Acceptance to the program is quite a bit easier than getting funding. I wouldn't recommend studying without funding - in addition to the expense I have seen these students are often treated as second class.

In Canada, most people were funded in research assistantships coming from their PI, or had independent scholarships. This covered tuition and about $10,000 salary for research-based Masters or $15,000 for PhD, and could be supplemented by about $5000/year by teaching. This is marginally enough to live on without loans if you were thrifty and don't have dependents. I didn't know of anyone who wasn't paid (in Engineering - I think there were in Arts).

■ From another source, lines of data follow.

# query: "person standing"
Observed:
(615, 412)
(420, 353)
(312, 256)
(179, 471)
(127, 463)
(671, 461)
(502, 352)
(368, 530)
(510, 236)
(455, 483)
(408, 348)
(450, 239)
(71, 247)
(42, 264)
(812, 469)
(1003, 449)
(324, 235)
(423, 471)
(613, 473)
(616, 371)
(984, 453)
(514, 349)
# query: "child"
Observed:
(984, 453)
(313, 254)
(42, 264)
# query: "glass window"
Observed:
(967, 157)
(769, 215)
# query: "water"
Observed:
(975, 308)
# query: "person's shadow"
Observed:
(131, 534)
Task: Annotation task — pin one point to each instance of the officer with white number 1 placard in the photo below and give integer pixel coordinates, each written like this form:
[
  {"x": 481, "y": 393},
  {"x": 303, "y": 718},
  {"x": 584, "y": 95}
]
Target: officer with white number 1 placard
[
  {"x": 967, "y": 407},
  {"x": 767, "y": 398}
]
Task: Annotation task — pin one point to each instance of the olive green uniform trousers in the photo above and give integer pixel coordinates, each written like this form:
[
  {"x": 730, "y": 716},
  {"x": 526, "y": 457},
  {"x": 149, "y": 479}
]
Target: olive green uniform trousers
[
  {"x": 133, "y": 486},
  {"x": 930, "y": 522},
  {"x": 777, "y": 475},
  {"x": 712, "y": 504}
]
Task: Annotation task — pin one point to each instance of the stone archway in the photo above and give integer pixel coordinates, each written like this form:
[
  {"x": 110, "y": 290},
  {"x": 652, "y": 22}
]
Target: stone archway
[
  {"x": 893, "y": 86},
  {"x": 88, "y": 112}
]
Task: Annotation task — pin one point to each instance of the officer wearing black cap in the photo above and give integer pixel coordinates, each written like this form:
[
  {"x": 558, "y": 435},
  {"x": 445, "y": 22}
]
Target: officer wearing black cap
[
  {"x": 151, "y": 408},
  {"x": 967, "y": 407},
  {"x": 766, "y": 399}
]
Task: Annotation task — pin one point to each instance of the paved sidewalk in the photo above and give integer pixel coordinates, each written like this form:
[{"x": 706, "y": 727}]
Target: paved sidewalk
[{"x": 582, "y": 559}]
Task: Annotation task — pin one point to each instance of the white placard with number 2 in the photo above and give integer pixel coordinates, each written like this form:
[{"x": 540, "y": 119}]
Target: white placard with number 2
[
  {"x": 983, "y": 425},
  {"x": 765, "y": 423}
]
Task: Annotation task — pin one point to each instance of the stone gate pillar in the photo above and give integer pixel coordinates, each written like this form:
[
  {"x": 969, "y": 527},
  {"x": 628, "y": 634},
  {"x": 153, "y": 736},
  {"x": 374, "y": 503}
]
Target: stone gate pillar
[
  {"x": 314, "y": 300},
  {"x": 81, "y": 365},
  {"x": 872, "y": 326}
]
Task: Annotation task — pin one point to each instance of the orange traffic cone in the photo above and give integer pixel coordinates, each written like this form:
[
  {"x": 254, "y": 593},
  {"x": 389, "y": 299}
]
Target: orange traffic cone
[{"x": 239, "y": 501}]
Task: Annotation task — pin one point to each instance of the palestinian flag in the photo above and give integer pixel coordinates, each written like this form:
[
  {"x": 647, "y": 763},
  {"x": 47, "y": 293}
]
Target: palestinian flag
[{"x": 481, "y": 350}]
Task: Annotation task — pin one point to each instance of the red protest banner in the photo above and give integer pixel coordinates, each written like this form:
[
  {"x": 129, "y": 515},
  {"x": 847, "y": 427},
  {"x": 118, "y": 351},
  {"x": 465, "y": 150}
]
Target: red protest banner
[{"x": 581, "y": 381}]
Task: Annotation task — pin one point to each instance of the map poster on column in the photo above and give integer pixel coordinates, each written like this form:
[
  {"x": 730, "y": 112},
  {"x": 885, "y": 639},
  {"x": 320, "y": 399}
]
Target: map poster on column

Its worth noting especially for STEM people that the biggest cost is probably opportunity cost compared to the salary (or start up) you could be doing instead of a PhD.

TL;DR - not paying tuition for a PhD isn't newsworthy.

It used to be the same way in Sweden, all educations were free even for all foreigners. The hope was that once the foreigners took their exam they would stay in the country.

However, it didn't pan out too well – now foreigners from non-EU countries have to pay around (varies somewhat at the different universities) 9000USD per semester.

So, the point of the linked article isn't that you are expected to get your PhD without being paid for your research work. Most if not all PhDs in Norway are paid or sponsored.

The point is that you can, having finished high school, go to Norway and get the whole 8-9 years of bachelor->masters->phd education completely free of tuition fees (disregarding the nominal ~100/year enrolment fee).